Airlift operates a quick commerce service, in eight cities including Lahore, Karachi, and Islamabad in Pakistan. Users can order groceries, fresh produce, other essential items including medicines as well as sports goods from the Airlift website or app and have it delivered to them in 30 minutes.

According to Tech Crunch, Airlift today operates over 30 dark stores and processes hundreds of thousands of orders each month.

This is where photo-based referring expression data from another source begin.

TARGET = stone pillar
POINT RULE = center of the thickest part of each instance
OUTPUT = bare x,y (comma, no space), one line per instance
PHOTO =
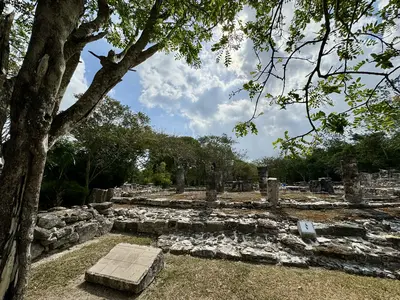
315,186
273,191
220,182
98,196
180,180
211,191
263,179
351,181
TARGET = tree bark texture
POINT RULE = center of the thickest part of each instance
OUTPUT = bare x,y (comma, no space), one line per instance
35,124
32,106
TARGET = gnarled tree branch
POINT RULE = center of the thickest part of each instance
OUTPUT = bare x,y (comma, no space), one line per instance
106,78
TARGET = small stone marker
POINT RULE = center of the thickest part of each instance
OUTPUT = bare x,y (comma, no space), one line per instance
127,267
306,229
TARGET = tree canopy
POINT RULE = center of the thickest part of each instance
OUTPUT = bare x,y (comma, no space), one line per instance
349,51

Founder and CEO Gul told Tech Crunch the startup has found that setting up these fulfillment centers is the most efficient way to serve the market. “The more middlemen you introduce in this chain between the items and the customers, you begin to compromise the experience,” he said.

Within the first twelve months of its launch, the company has reportedly been able to reduce its cost of blended customer acquisition to $5 and unit costs to $2.50.

Gul said the startup, which today employs over 100 people, plans to expand to more categories including electronics, adding that the idea is to expand to new categories and build the railroads to move consumer goods from manufacturers to consumers.

The investment in Pakistan, a country of more than 200 million people, the world’s fifth-most populous, with a fledgling tech industry, is similar to a wave of investment across the border in India.

Read More: These 3 startups are here to disrupt the traditional systems of Pakistan!

Pakistani startups, the bulk of which are focused on e-commerce, raised a record $101 million in the first half of this year compared with $66 million in all of 2020, according to Invest2Innovate data. That’s still dwarfed by its neighbor, where technology startups scored a record $6.3 billion in the second quarter.